Öğrenci protestoları, uzun yıllardır görmediği kadar ilgi görüyor bugünlerde medya tarafından. Dolmabahçe’deki öğrenci protestosuna polisinin sert müdahalesi ile başlayan süreç, Burhan Kuzu’ya atılan yumurtalar, ODTÜ öğrencilerinin Tayyip Erdoğan protestoları derken, medyanın ana gündemlerinden biri oldu öğrenci protestoları. Öğrenciler ne istiyor, yumurtalı protesto doğru mudur, yapanları kim yönlendiriyor vb. sorular havalarda uçuşuyor gazete sayfalarında ve televizyon ekranlarında.

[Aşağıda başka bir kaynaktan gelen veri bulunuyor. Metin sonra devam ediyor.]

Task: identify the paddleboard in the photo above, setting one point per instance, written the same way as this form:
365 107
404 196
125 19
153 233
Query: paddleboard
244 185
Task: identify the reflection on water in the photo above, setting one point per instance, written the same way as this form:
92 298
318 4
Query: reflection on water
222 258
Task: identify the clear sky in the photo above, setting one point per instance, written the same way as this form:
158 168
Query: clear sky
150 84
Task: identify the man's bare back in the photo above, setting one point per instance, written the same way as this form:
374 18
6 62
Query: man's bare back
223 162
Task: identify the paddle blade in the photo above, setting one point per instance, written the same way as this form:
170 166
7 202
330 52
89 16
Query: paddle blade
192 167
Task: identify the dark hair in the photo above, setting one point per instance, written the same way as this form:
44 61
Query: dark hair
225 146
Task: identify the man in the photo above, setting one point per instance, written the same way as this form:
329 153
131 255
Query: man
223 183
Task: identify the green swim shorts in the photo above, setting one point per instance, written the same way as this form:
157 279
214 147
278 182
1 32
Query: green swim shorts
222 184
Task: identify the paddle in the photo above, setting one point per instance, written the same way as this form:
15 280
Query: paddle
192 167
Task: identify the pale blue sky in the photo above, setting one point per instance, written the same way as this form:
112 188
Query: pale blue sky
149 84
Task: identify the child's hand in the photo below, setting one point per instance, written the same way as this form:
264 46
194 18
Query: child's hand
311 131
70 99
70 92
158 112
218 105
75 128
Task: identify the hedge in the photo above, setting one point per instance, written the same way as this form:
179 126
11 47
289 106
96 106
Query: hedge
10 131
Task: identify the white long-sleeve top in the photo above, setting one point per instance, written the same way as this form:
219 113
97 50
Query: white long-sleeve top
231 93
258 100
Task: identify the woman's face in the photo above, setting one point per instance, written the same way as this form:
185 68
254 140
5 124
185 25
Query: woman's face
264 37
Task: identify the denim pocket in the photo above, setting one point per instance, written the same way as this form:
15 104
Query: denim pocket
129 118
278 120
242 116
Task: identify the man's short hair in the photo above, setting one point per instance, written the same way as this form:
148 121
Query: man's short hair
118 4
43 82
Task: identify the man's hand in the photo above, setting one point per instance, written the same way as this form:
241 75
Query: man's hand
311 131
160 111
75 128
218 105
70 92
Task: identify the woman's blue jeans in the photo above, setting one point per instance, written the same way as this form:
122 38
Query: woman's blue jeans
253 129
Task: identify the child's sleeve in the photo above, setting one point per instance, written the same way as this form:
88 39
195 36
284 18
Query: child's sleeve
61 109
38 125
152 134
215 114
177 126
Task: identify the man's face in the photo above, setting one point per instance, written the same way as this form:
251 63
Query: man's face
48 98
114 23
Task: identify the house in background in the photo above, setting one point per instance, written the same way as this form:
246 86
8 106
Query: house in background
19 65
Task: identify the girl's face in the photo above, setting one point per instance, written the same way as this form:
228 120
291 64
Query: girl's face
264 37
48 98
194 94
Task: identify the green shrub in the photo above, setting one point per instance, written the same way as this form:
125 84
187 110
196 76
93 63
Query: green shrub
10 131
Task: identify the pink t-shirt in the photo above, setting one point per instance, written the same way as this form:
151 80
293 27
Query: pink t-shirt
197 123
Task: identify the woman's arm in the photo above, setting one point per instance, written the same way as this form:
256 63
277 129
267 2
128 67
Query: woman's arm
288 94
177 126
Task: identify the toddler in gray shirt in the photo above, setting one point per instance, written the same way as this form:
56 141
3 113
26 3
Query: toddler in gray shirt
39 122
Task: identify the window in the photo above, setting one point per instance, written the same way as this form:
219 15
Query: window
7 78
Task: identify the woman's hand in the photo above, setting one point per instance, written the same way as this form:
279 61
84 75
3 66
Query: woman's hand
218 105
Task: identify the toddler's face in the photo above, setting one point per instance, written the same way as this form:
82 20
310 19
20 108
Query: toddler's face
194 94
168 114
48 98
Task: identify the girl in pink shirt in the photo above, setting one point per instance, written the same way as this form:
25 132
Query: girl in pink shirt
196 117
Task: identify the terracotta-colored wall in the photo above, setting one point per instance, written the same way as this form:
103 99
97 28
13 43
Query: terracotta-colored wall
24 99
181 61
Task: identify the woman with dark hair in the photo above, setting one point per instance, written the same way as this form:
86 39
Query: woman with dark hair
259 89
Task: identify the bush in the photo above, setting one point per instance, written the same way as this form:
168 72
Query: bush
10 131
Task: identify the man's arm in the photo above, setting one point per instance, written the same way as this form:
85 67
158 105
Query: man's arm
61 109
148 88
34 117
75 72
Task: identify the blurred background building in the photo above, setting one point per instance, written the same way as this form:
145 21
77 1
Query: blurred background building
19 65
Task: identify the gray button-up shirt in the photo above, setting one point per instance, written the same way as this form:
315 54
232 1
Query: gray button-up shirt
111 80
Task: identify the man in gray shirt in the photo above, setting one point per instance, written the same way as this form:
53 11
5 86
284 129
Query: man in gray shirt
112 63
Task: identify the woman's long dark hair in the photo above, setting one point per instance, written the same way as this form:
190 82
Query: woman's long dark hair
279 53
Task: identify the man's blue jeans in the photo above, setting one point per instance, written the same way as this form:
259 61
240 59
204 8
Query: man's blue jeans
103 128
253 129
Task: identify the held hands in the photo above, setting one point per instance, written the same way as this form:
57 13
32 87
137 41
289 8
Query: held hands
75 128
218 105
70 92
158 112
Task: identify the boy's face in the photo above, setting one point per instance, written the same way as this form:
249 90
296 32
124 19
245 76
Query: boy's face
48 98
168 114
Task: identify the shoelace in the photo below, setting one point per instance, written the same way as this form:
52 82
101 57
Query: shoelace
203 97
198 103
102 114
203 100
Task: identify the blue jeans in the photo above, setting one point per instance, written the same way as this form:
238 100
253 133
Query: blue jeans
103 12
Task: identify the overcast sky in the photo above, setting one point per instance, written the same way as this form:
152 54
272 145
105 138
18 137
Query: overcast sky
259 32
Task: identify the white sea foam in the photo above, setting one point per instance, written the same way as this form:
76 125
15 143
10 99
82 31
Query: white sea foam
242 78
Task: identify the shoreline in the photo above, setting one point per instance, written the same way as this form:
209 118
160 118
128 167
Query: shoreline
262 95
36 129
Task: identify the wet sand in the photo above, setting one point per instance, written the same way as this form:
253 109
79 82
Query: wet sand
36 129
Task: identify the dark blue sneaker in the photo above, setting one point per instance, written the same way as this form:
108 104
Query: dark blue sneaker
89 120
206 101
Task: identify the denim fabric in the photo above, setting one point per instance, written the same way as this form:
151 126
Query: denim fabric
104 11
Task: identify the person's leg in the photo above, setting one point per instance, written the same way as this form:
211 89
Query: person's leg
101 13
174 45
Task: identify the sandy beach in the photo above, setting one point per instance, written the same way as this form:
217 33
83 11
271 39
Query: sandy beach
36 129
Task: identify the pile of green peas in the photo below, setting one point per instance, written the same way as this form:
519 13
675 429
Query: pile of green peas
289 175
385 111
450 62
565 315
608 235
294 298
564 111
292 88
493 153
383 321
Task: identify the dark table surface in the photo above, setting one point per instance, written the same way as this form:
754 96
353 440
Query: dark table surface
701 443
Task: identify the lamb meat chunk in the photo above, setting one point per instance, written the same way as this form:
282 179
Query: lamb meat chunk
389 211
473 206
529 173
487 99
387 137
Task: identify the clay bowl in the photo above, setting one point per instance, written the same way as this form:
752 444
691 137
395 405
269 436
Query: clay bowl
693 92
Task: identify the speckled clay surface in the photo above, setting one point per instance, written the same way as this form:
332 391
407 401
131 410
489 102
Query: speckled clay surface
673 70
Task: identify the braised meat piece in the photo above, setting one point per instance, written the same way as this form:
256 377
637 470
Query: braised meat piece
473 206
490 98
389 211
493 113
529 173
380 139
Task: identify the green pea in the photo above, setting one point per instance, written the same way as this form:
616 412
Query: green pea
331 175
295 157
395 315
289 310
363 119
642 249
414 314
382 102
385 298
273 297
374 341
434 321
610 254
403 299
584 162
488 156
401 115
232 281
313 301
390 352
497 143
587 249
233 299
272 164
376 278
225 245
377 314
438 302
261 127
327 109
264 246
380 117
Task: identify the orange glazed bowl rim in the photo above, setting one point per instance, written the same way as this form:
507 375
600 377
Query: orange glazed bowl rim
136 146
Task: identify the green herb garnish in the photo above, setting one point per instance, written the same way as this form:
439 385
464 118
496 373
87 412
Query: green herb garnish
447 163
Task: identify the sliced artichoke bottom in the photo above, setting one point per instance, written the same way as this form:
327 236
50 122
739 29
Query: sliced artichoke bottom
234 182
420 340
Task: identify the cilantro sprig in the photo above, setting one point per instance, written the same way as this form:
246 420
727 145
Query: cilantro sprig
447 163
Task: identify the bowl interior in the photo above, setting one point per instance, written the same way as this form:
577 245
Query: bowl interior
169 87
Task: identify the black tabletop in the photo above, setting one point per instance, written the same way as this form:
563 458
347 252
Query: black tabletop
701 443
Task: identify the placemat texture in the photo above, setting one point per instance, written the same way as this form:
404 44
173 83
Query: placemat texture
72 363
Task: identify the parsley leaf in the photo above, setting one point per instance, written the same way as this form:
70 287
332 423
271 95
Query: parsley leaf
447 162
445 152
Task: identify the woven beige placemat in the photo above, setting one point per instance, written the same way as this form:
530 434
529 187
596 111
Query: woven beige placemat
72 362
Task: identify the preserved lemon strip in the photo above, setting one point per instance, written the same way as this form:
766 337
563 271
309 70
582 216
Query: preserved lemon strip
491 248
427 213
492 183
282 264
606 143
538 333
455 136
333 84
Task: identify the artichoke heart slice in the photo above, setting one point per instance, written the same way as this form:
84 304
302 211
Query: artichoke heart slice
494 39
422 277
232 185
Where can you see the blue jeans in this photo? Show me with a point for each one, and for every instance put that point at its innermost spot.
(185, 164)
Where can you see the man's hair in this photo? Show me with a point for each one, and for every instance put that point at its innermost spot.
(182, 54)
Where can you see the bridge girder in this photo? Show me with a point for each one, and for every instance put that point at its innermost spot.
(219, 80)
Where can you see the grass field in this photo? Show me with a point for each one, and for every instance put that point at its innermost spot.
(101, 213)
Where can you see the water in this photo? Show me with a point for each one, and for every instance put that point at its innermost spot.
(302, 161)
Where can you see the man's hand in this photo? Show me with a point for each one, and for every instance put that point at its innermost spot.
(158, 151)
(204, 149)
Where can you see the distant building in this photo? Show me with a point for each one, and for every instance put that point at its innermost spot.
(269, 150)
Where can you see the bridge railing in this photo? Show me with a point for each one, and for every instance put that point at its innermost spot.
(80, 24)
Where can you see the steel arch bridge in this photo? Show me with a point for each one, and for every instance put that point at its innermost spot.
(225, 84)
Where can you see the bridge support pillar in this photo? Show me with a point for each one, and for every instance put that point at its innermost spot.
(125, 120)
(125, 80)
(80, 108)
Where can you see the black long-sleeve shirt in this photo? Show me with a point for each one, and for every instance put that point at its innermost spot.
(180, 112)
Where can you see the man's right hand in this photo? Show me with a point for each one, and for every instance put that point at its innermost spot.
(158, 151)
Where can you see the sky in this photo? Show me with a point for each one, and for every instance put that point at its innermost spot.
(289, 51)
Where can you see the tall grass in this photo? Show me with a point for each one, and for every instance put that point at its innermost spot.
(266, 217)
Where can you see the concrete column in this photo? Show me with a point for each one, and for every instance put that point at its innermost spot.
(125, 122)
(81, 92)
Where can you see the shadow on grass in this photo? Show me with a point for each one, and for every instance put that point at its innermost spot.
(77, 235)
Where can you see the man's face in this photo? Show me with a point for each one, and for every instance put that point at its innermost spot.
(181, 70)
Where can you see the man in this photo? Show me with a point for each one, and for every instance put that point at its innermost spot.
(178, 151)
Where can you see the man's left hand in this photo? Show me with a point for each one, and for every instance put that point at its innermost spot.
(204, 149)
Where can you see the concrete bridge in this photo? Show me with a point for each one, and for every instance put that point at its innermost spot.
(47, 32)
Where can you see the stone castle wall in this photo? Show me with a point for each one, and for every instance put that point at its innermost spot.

Öğrenci Hareketleri deyince akla gelen ilk şey 68 eylemleri kuşkusuz. Bugünlerdeki protestolar da, 68 ile karşılaştırılarak değerlendiriliyor genelde. Oysa öğrenciler bazı sorunları yeni anlamış, taleplerini yeni dile getirmiş değiller. Türkiye’de ve dünyada hemen hemen her dönem düşük yoğunluklu da olsa, öğrenci hareketlerinden söz etmek mümkün. Ama öğrenciler her zaman medyanın ilgisini bu kadar çekemiyor. Medya genelde yapılan eylemlere, gerçekleştirilen protestolara eğer polis müdahale ederse, şiddet söz konusu olursa yer veriyor. Olaysız bir şekilde sonuçlanan basın açıklamaları ya da eylemler, basında aksi durumda olduğu gibi yer bulmuyor. Hal böyle olunca da, öğrenciler barışçıl bir şekilde kendini ifade edemeyen, derdini anlatamayan, sürekli olay çıkaran gruplar şeklinde yansıtılıyor.
Özellikle 1968 yılı üzerine yazılmış bir sürü kitap, yapılmış birçok araştırma, film, belgesel vb. söz konusu. Oysa döneme dair çok fazla bilinmeyen, gün ışığına çıkmamış da birçok ayrıntı var. Bunlardan biri de 1968 yılında Amerika’nın Los Angeles eyaletindeki liselerde gerçekleştirilen boykotlar. Meksika kökenli Amerikalı lise öğrencilerinin düzenlediği bu boykot 20 bine yakın insanı sokağa dökmüş ve zamanında oldukça büyük bir yankı uyandırmış. Kendilerine Chicano adını veren Meksikalı Amerikalı öğrenciler, okullarındaki eşitsizliklere, kendilerine yapılan ayrımcılıklara, yok sayılmalarına karşı isyan ediyorlar ve birçok okulda aynı anda boykot örgütlüyorlar.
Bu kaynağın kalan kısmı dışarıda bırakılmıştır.